The above song, Playa Girón, by Silvio Rodrigues of Cuba, reminds us of the great debt to the ordinary men and women of various skin colors who expelled the US invasion at the Bay of Pigs in 1962(?).

Were it not for those valiant and determined Cuban's efforts on that critical night, Cuba would not have a program of national health care today.
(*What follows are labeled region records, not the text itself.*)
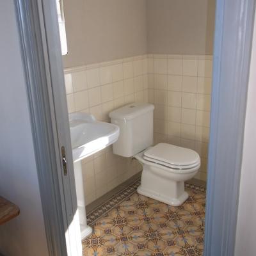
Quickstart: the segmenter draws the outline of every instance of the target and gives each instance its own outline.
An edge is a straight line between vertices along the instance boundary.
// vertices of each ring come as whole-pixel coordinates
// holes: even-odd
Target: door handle
[[[62,156],[62,166],[63,166],[64,175],[67,176],[68,174],[68,168],[66,159],[66,150],[65,147],[61,147],[61,156]]]

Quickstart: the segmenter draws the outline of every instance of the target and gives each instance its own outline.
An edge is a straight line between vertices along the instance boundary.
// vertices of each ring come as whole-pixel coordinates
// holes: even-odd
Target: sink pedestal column
[[[83,239],[92,233],[92,229],[90,227],[87,225],[82,173],[82,163],[81,161],[74,163],[74,169],[75,172],[76,191],[76,196],[77,198],[77,207],[79,216],[81,236],[82,239]]]

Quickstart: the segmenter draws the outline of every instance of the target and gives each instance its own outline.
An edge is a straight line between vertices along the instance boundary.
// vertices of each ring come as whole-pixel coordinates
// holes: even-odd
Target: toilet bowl
[[[168,143],[152,147],[154,109],[151,104],[132,103],[109,113],[111,123],[120,128],[113,153],[135,157],[142,164],[140,194],[178,206],[188,197],[184,182],[195,175],[200,159],[189,148]]]
[[[164,159],[164,156],[167,159]],[[138,193],[173,206],[180,205],[188,199],[184,182],[193,178],[200,166],[196,152],[171,144],[159,143],[135,157],[143,166]]]

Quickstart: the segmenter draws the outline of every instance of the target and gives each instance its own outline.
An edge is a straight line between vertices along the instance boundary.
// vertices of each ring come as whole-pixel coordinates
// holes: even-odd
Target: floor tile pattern
[[[186,184],[187,201],[173,207],[136,192],[137,180],[88,215],[93,234],[85,256],[202,255],[205,188]]]

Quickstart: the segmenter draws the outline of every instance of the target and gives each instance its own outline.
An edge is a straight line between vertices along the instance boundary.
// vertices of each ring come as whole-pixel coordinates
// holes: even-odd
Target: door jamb
[[[70,235],[76,228],[68,230],[67,239],[65,236],[77,205],[72,156],[67,182],[61,174],[60,143],[63,142],[69,152],[71,146],[63,116],[67,113],[65,97],[64,121],[56,118],[61,111],[55,108],[54,97],[58,91],[63,96],[64,81],[52,2],[16,0],[16,10],[49,255],[63,256],[79,255],[68,252],[74,244]],[[253,0],[216,1],[205,256],[234,255],[254,12]],[[58,133],[61,124],[65,127],[66,138]]]

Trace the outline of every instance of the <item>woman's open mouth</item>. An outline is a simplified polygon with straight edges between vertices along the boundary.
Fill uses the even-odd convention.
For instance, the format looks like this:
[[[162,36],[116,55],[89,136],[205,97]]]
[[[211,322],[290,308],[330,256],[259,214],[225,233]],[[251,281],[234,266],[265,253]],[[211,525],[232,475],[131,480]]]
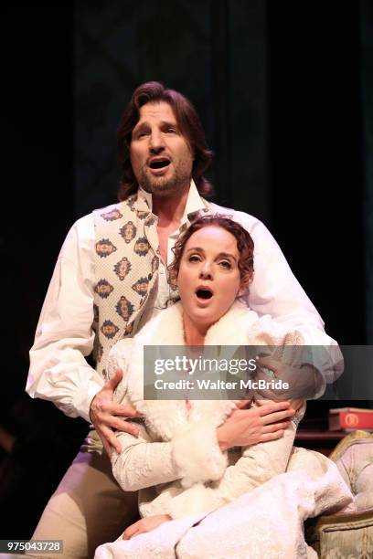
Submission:
[[[199,302],[206,302],[214,295],[212,290],[208,287],[198,287],[196,290],[196,297]]]

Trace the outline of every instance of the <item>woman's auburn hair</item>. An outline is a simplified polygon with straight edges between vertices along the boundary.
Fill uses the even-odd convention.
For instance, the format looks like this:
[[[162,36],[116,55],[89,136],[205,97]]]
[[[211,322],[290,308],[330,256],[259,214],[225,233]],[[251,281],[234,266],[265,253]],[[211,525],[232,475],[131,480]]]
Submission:
[[[204,227],[215,227],[225,229],[236,238],[237,248],[240,252],[239,270],[241,286],[245,292],[249,290],[254,275],[254,241],[250,233],[239,223],[229,217],[218,214],[215,216],[198,216],[193,221],[189,227],[178,237],[173,248],[174,261],[168,267],[171,285],[177,286],[177,276],[180,269],[180,262],[183,258],[184,249],[188,239],[196,231]],[[244,293],[242,293],[243,295]]]
[[[131,140],[133,128],[140,118],[140,109],[146,103],[168,103],[176,119],[181,133],[185,136],[194,155],[192,177],[202,196],[214,194],[213,186],[204,176],[211,163],[212,152],[208,148],[201,121],[193,104],[181,93],[169,90],[159,81],[148,81],[139,86],[125,108],[117,132],[118,155],[122,170],[120,201],[137,192],[138,184],[131,165]]]

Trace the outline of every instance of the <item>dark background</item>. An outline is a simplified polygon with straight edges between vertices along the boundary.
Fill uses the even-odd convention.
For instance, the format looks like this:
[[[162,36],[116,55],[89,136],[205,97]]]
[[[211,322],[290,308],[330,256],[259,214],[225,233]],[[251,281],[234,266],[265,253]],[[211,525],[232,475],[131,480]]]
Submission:
[[[373,340],[371,5],[102,4],[3,18],[0,423],[16,444],[1,455],[1,537],[31,535],[86,430],[23,396],[27,351],[69,227],[116,199],[116,126],[143,81],[195,102],[216,201],[264,221],[327,332]]]

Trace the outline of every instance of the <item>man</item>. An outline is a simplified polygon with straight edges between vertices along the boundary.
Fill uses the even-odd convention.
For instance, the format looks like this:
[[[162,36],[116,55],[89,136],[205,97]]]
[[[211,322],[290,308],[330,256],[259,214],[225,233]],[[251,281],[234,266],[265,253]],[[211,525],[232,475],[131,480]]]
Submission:
[[[184,96],[157,82],[137,88],[122,117],[118,144],[122,202],[82,217],[69,231],[30,352],[28,394],[53,401],[68,416],[81,416],[95,427],[34,534],[64,540],[64,557],[71,558],[92,555],[137,514],[136,495],[119,489],[107,457],[111,445],[120,450],[113,428],[137,434],[135,425],[124,420],[136,413],[112,403],[122,373],[107,380],[105,360],[116,341],[133,336],[176,297],[166,266],[175,240],[194,216],[229,214],[251,234],[254,311],[293,326],[309,324],[324,335],[319,315],[265,227],[201,197],[211,191],[203,176],[211,153]],[[92,350],[96,371],[85,361]],[[279,438],[294,413],[286,402],[244,407],[218,429],[222,448]]]

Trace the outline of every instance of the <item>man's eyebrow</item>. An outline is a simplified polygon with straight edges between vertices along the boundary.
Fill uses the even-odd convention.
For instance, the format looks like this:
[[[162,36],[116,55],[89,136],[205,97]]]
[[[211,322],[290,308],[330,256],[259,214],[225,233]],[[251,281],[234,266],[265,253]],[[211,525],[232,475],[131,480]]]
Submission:
[[[161,127],[165,127],[165,126],[172,126],[173,128],[178,128],[177,126],[177,122],[172,121],[161,121]],[[150,124],[147,121],[144,121],[143,122],[137,122],[137,124],[134,126],[133,132],[137,132],[138,130],[141,130],[142,128],[149,128]]]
Instead, it would have a chaotic health care "market" in which, as Angel Parra put it, in which the wealthiest few are well-pampered while the majority go hungry:
me gusta la democracia
porque permite apreciar
el arrollador avance
del que tiene libertad
para exprimir a unos cuantos
y aumentar su capital.
Or, in English:
I like democracy
because it helps to value
The overwhelming advances
of those who are at liberty
To exhalt a small few
and augment their capital.
It's precisely because Cuba and Brazil have national healthcare that the US should envy and emulate that I feel angry when I see a US doctor write in the New York times, as a generalization, that
In poor countries around the world, private commerce rules: residents pay cash for all health care, which generally means no health care at all.
In the article, Abigail Zugar, M.D. discussed in some detail the health care programs of wealthy countries, but then didn't and couldn't bother to address the differences between poor countries with 100% "market economies" and those that have chosen to take health care out of the free market and put in within the ambit of Government responsibility. By confusing what others are doing -- in Cuba and Brazil, for example -- she makes it harder for us to evaluate what we can do for ourselves.

Even among the developing countries we can find health care systems that treat the poor and middle class much more effectively and generously than the United States of America does.